Question

A charged particle $q$ is shot towards another charged particle $Q$ which is fixed, with a speed $v$ . It approaches $Q$ upto the closest distance $r$ and then returns. If $q$ was given a speed $2v$ , the closest distance of approach would be:
(A) $r$
(B) $2r$
(C) $r/2$
(D) $r/4$

Answer 1

Hint - To calculate $q$ we're given a speed $2v$ , the distance of approach, the formula is used as mentioned below. We will solve it by taking different cases. The first case is when a charged particle is launched towards another charged particle and the second case is when it returns.
Formula used
Electrostatic potential energy,
$P.E. = \dfrac{{kQq}}{r}$
where, $k = \dfrac{1}{{4\pi {\varepsilon _0}}}$
The kinetic energy of a particle,
$K.E. = \dfrac{1}{2}m{v^2}$

Complete Step-by-step solution
For the first case,
Change in potential energy at the closest distance $r$ is,
$P.E = \dfrac{{kQq}}{r}$
As we know that the kinetic energy of the charged particle $q$is,
$K.E. = \dfrac{{m{v^2}}}{2}$
where $m$is the mass of the charged particle and its velocity is $v$ .
By conservation of Energy,
Change in potential energy =change in kinetic energy
On putting the derived values in the above equation we get,
$\dfrac{{kQq}}{r} = \dfrac{{m{v^2}}}{2}$
$ \Rightarrow r = \dfrac{{2kQq}}{{m{v^2}}}$ ............. $\left( 1 \right)$
In the second case:
When charged particle returns with speed $2v$ , let the closest distance be ${r_1}$
Similar to the above case.
Change in potential energy at the closest distance ${r_1}$
$P.E = \dfrac{{kQq}}{{{r_1}}}$
And the kinetic energy of charged particle $q$when it returns is,
$K.E. = \dfrac{{m{{\left( {2v} \right)}^2}}}{2}$
According to the conservation of energy,
Change in potential energy = change in kinetic energy
On substituting the derived values we get,
$\dfrac{{kQq}}{{{r_1}}} = \dfrac{{m{{\left( {2v} \right)}^2}}}{2}$
$ \Rightarrow {r_1} = \dfrac{{2kQq}}{{4m{v^2}}}$ ..................$\left( 2 \right)$
From equation $\left( 1 \right)$,
${r_1} = \dfrac{1}{4}\left( {\dfrac{{2kQq}}{{m{v^2}}}} \right)$
$ \Rightarrow {r_1} = \dfrac{r}{4}$

Hence, the correct answer is option (D) $r/4$ .

Additional Information
Potential energy is the energy stored by an object because of its position compared to other objects, stresses within itself, its electric charge, or other traits. Electric potential energy, or electrostatic potential energy, is a potential energy (measured in joules) that outcomes from conservative Coulomb forces and are interrelated with the configuration of a particular set of point charges within a defined system.
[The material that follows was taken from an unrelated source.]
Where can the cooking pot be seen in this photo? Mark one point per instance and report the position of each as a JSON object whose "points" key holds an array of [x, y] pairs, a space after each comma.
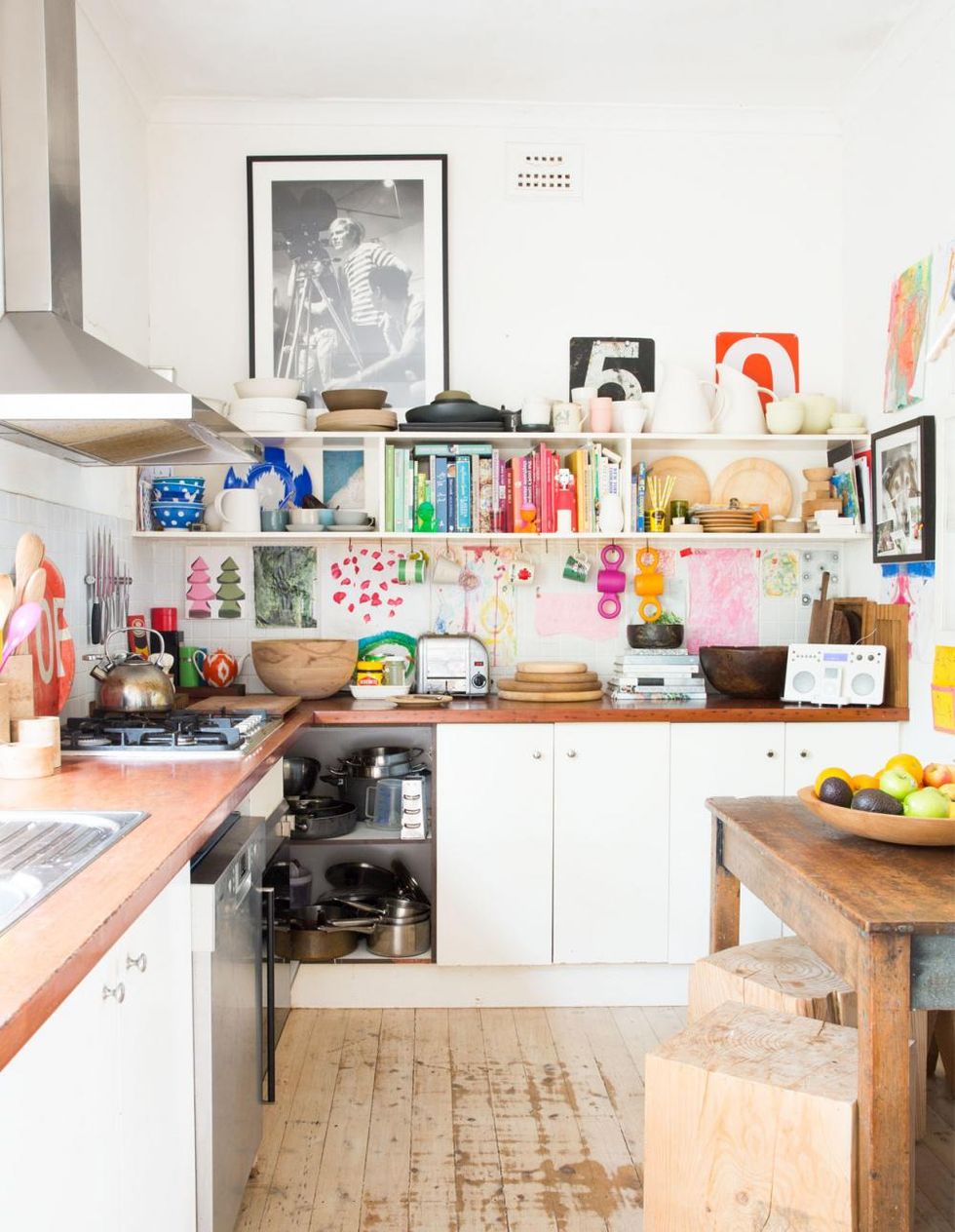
{"points": [[131, 684]]}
Note When we say, the distance of closest approach we refer to the distance between their centers. The nature of the charge is not mentioned in the question. If the charge is positive then it will move in the same direction as the applied electric field. But, if the charge is negative, then it will be in the opposite direction to the applied electric field.